Cathy Breslaw's Installation

Cathy Breslaw's Installation
Cathy Breslaw's Installation:Dreamscape

Friday, September 9, 2016

Moris's Installation Hermoso Paisaje at Museum of Contemporary Art, Downtown San Diego

(Israel Meza Moreno) known as Moris:  Hermoso Paisaje series

MCASD, on view thru November 27th

Article by Cathy Breslaw

Mexico City artist Israel Meza Moreno – otherwise known as Moris, created Hermoso Paisaje, an installation in the center lobby of the Museum of Contemporary Art, Downtown San Diego.  An unfamiliar artistic
eye may initially react to Moris’s art with the question: what are all these used taped and flattened cardboard boxes, sand, old stacked newspapers, rocks, and drawings on thinly painted hanging tarps doing in the center of a museum space? Moris presents us with a replica of common encampments found throughout Mexico City, highlighting the urban poverty of many of its residents.  Of course, the items in the installation are used by these residents to provide shelter and safety, creating make-shift boundaries to protect themselves from possible crime and inclement weather. Moris’s selected materials are not in any way different than the ‘real’ world, but actual items typically used by the poor.
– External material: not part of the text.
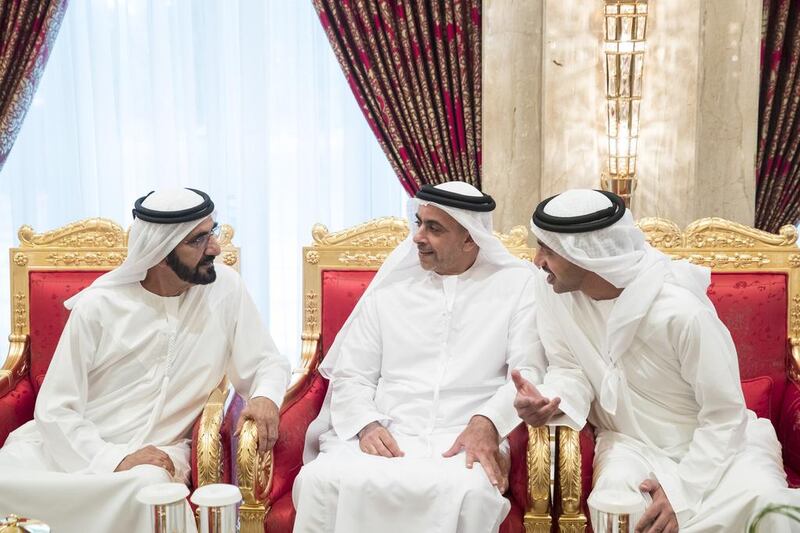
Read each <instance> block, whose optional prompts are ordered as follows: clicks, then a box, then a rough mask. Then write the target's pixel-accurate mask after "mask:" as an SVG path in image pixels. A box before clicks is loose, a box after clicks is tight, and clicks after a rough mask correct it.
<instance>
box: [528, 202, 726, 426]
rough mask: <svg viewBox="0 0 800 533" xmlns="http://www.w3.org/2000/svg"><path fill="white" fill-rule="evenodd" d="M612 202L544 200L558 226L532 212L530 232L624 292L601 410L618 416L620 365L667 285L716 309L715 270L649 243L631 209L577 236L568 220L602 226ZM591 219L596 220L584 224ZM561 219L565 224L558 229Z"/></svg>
mask: <svg viewBox="0 0 800 533" xmlns="http://www.w3.org/2000/svg"><path fill="white" fill-rule="evenodd" d="M610 198H614V199H618V197H614V196H613V195H610V193H606V192H601V191H593V190H590V189H573V190H569V191H566V192H564V193H562V194H560V195H558V196H554V197H553V198H550V199H548V200H545V201H544V202H542V204H540V205H539V207H538V208H537V214H539V215H541V213H542V212H543V213H544V214H545V215H546V217H547V220H551V219H552V220H554V221H555V224H553V225H550V224H546V223H544V222H542V220H541V219H540V218H539V217H537V214H534V217H533V220H532V221H531V230H532V231H533V233H534V235H536V237H537V238H538V239H539V240H540V241H541V242H542V243H544V244H546V245H547V246H548V247H549V248H550V249H552V250H553V251H554V252H555V253H556V254H558V255H560V256H561V257H563V258H564V259H566V260H567V261H569V262H570V263H573V264H575V265H578V266H579V267H581V268H583V269H585V270H589V271H590V272H594V273H595V274H597V275H598V276H600V277H601V278H603V279H605V280H606V281H608V282H609V283H611V284H612V285H614V286H615V287H617V288H619V289H625V290H624V291H622V294H620V296H619V298H618V300H617V302H616V304H615V305H614V308H613V310H612V312H611V315H610V316H609V320H608V326H607V332H606V340H605V345H604V346H605V348H604V352H603V353H602V354H601V356H602V357H603V360H604V362H605V364H606V368H607V369H606V372H605V375H604V376H603V380H602V385H601V390H600V391H599V400H600V406H601V407H602V408H603V409H604V410H605V411H606V412H608V413H609V414H611V415H614V414H616V409H617V402H618V398H619V389H620V385H621V383H622V381H623V380H624V376H623V374H622V372H620V370H619V368H618V366H617V361H618V359H619V358H620V357H621V356H622V354H624V353H625V352H626V351H627V350H628V348H629V347H630V345H631V343H632V342H633V339H634V337H635V336H636V332H637V331H638V329H639V323H640V322H641V320H642V319H643V318H644V316H645V315H646V314H647V312H648V310H649V309H650V306H651V305H652V304H653V301H654V300H655V298H656V296H658V294H659V292H660V291H661V287H662V286H663V285H664V283H665V282H669V283H672V284H675V285H678V286H681V287H684V288H685V289H688V290H689V291H690V292H692V293H693V294H694V295H695V296H697V298H698V299H699V300H700V301H701V302H702V303H703V304H704V305H707V306H708V307H709V308H710V309H712V310H714V306H713V304H712V303H711V301H710V300H709V299H708V296H707V295H706V290H707V289H708V286H709V284H710V282H711V271H710V270H709V269H708V268H705V267H700V266H697V265H693V264H691V263H689V262H688V261H674V260H672V259H670V257H669V256H667V255H666V254H663V253H662V252H659V251H658V250H656V249H654V248H653V247H652V246H650V245H649V244H648V243H647V241H646V240H645V236H644V233H642V231H641V230H640V229H639V228H638V227H636V224H635V223H634V221H633V217H632V216H631V213H630V211H628V210H627V209H625V210H624V214H621V213H617V217H616V218H618V219H617V221H616V222H613V223H612V224H611V225H607V226H606V227H602V228H601V229H596V230H588V231H579V232H573V230H574V229H575V227H576V226H577V224H578V222H576V223H575V224H574V225H573V227H572V228H570V221H578V220H580V221H581V222H580V223H581V224H586V226H583V227H590V226H591V225H592V224H593V223H594V224H596V225H600V226H602V225H603V218H605V217H606V216H609V217H610V216H611V215H607V214H608V213H609V212H611V209H612V207H613V204H614V202H612V200H611V199H610ZM619 202H621V200H619ZM622 209H624V204H623V207H622ZM601 213H605V214H606V215H600V214H601ZM620 214H621V217H620V216H619V215H620ZM594 215H598V216H594ZM592 218H594V219H595V221H594V222H591V221H590V222H586V220H587V219H588V220H591V219H592ZM559 220H561V221H563V223H562V224H560V225H559V224H558V221H559ZM541 226H545V227H547V228H551V229H543V227H541ZM550 292H552V291H550ZM554 300H555V302H556V303H557V304H560V305H558V309H557V310H555V311H556V312H558V313H559V320H562V321H573V322H574V319H573V318H572V315H571V313H569V312H568V310H567V309H566V306H565V305H563V304H564V300H565V298H555V299H554ZM562 307H563V309H562ZM715 312H716V311H715ZM570 327H572V328H575V330H576V331H577V330H579V329H580V326H579V325H578V324H570Z"/></svg>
The use of the Mexican flag provides the country’s location for Moris‘s ‘urban home’, but could easily be a stand-in for many urban areas of U.S. cities, where homeless people abound.  By the change of context, moving these enclosures to the stark and meticulously managed rooms of a museum or gallery, the issues of poverty and homelessness can be scrutinized, studied and focused upon. What is missing, however, are the actual people who inhabit these spaces on a daily basis. This disparity emphasizes the differences between the street world and the art world – one is merely a diorama of reality while the other describing a truly devastating life. Perhaps Moris’s constructions can someday accomplish more than a demonstration of the ills of street life and can become a catalyst for social change.